Ein paar Beispiele (neben den o.g. RS-/orthografischen Fehlern, die man sofort bearbeiten sollte, damit weitere Leser nicht wieder drüber stolpern):

Schau mal: In den beiden ersten Absätzen wird 7 mal Konstruktion genannt. Vielleicht könntest du ab und an mal ein Synonym verwenden wie Bau, Gebilde, Bauwerk, Errichtung.

kam er aber einfach nicht darauf, was sie darstellen sollte.
Du ziehst das alles sooo in die Länge, um womöglich Spannung zu erzeugen. Aber das funzt m.E. nicht. Und: Was ist daran so schwer, einen Galgen zu erkennen?

Die ganzen ersten vier Absätze drehen sich m.E. im Kreis.
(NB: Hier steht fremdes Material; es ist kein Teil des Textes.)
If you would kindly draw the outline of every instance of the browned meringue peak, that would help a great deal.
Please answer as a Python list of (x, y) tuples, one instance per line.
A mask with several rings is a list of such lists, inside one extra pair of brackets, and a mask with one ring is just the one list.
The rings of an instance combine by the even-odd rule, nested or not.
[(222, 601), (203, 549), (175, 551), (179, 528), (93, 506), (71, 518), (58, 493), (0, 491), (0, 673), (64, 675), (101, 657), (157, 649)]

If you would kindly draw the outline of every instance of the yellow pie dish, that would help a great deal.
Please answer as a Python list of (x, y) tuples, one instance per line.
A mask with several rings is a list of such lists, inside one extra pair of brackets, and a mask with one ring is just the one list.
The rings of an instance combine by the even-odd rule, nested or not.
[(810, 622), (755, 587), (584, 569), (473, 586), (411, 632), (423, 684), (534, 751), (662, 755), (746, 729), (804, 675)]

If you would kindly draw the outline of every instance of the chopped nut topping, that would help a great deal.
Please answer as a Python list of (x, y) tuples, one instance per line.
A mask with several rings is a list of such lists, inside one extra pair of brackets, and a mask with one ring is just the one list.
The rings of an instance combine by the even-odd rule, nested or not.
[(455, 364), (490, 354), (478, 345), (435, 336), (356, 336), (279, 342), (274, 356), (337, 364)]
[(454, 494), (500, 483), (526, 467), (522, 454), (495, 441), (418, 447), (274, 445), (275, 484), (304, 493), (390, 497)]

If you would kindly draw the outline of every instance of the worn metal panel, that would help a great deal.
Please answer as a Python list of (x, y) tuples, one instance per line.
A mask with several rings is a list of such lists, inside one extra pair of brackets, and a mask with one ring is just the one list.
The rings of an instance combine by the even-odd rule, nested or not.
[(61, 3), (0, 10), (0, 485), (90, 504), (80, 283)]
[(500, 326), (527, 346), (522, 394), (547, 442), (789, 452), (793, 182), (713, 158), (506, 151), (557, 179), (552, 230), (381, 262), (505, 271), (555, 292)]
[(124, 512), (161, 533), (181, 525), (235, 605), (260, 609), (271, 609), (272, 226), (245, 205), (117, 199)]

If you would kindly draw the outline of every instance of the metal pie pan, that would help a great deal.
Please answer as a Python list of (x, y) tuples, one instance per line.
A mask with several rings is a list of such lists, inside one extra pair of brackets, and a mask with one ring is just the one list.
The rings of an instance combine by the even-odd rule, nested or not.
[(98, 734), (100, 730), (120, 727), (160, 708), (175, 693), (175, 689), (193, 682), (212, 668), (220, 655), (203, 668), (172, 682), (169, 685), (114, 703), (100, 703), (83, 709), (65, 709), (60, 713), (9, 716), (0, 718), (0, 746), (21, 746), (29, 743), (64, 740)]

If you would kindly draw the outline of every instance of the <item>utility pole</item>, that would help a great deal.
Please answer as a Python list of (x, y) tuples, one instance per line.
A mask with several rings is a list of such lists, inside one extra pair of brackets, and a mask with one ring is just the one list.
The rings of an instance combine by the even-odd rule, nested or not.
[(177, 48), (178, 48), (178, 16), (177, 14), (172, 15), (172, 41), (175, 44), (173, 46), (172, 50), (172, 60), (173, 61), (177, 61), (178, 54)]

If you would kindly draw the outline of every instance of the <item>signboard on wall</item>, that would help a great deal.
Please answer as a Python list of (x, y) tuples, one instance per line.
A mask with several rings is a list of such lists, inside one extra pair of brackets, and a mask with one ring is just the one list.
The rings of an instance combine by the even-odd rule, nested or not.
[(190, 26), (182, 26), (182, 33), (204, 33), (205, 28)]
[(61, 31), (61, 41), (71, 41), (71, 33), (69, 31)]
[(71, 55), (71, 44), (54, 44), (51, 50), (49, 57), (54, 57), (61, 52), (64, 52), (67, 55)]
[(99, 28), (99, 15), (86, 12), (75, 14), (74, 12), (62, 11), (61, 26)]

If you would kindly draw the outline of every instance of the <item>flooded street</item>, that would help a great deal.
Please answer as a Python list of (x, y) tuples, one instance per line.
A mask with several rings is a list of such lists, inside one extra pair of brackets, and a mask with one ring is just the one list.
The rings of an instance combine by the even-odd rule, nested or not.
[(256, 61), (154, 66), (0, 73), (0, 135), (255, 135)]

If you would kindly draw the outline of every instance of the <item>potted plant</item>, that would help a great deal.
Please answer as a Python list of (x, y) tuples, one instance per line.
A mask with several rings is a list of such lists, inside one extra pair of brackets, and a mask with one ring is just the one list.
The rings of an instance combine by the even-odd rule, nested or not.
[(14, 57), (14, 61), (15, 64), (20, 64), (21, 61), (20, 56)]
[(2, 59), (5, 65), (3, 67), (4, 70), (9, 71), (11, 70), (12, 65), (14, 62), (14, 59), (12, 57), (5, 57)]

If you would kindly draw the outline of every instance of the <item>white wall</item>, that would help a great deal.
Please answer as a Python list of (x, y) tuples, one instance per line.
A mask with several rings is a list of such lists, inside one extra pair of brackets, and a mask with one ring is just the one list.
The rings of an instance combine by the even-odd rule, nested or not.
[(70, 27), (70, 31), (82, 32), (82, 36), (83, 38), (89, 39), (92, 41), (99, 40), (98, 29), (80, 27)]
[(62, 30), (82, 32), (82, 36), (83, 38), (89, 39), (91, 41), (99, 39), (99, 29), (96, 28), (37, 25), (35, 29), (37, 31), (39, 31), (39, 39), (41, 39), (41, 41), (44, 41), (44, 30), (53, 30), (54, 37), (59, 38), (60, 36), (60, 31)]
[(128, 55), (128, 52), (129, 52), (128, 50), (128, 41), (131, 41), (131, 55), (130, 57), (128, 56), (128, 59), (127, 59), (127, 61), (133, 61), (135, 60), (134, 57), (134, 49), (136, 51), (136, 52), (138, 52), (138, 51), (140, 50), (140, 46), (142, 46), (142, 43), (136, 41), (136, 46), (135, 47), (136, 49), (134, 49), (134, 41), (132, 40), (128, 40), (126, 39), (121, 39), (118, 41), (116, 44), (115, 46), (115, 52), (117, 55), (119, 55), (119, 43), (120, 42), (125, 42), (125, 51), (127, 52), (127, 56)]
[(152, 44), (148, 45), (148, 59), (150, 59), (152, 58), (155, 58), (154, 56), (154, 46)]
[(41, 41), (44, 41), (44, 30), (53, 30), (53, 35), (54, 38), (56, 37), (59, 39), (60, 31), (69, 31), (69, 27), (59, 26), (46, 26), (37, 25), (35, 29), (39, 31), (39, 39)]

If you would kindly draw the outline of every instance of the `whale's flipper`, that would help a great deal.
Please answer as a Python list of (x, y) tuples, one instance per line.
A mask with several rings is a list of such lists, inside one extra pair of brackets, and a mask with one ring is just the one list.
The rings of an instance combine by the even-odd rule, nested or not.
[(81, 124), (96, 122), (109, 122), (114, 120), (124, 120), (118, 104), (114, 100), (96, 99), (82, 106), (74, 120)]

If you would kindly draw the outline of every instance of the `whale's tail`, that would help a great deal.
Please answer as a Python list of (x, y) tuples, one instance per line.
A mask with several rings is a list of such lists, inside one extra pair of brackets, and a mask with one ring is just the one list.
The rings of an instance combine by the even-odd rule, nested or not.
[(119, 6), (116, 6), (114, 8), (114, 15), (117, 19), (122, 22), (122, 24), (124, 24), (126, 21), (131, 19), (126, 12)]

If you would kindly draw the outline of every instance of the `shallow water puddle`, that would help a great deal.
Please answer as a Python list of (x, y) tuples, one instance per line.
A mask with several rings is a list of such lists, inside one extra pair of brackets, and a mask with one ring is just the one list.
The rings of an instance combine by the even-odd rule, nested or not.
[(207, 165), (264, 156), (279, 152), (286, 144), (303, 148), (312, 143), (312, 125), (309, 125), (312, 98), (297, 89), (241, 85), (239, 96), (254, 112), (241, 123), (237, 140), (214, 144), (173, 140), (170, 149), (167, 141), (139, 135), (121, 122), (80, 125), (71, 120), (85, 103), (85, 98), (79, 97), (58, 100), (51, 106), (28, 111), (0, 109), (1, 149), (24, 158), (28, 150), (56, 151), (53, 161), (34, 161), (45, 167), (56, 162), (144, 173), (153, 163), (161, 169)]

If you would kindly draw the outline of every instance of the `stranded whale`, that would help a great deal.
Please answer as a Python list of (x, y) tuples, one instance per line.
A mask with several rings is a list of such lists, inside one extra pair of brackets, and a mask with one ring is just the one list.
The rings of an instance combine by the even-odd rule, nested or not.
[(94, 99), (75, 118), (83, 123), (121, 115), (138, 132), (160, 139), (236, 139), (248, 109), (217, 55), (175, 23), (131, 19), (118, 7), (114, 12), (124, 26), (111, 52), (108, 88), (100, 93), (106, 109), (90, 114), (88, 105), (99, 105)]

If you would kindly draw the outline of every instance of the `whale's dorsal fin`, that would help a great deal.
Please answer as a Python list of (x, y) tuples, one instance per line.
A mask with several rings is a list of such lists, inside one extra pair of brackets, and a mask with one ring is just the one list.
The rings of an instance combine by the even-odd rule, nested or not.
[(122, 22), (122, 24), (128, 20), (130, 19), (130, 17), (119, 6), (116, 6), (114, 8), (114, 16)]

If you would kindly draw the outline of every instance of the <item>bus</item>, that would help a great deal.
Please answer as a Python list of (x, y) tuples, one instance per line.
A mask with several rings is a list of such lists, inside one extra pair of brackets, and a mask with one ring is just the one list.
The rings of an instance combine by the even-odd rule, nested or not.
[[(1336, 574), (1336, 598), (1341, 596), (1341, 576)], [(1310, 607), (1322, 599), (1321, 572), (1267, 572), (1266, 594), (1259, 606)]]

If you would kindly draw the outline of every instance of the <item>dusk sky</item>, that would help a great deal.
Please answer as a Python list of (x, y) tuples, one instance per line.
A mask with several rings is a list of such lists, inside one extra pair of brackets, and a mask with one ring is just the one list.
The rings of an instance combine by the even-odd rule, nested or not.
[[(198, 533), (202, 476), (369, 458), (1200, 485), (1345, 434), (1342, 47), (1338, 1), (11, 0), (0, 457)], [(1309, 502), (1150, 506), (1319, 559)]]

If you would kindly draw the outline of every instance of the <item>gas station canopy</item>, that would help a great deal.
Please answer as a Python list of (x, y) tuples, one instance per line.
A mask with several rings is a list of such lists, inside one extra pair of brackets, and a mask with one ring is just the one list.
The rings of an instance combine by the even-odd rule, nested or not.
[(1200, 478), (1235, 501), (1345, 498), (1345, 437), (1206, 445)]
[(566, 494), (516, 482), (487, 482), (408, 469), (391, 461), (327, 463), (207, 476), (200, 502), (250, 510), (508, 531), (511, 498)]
Es geht überhaupt nicht voran.
Es geht nur ums Beobachten, Starren, Sehen, Blicken, Erkennen, Feststellen ... (Gähn)

starrte auf die hölzerne Konstruktion,
Und auch sie starrten alle auf diese Konstruktion.
als herauszufinden, auf was er und die anderen hier so aufmerksam blickten.
ich vorsichtig umzublicken.
dieser Konstruktion blicken konnte.
Dann sah er genauer hin
nicht übersehen dürfen
Arian sandte seinen Blick
ging sein Blick sofort wieder
hatten einen guten Blick
und blickte Arian direkt an
er nämlich erkannt, um wen es sich bei der Person handelte, die dort oben, mit dem Hals in der Schlinge, stand. Voller Schrecken musste Arian feststellen,
seiner Beobachtung
nicht mehr gesehen hatte
Das nur ein paar Beispiele. Habe bestimmt noch einige übersehen, weil ich es einfach nur noch – wegen Stillstand in der Story – überfliegen konnte.

Folgende Tipps kann ich dir allgemein geben: Kürzen, Kürzen, Kürzen. Konkreter, prägnanter schreiben. Synonyme verwenden. Auf die Handlung konzentrieren.

LG, Franklyn
 
Vielleicht war die Veröffentlichung hier noch etwas verfrüht, allerdings benötige ich auch Anregungen von anderen, um überhaupt weiterzukommen. Ansonsten sehe ich ja alles nur mit dem (internen) Autorenblick.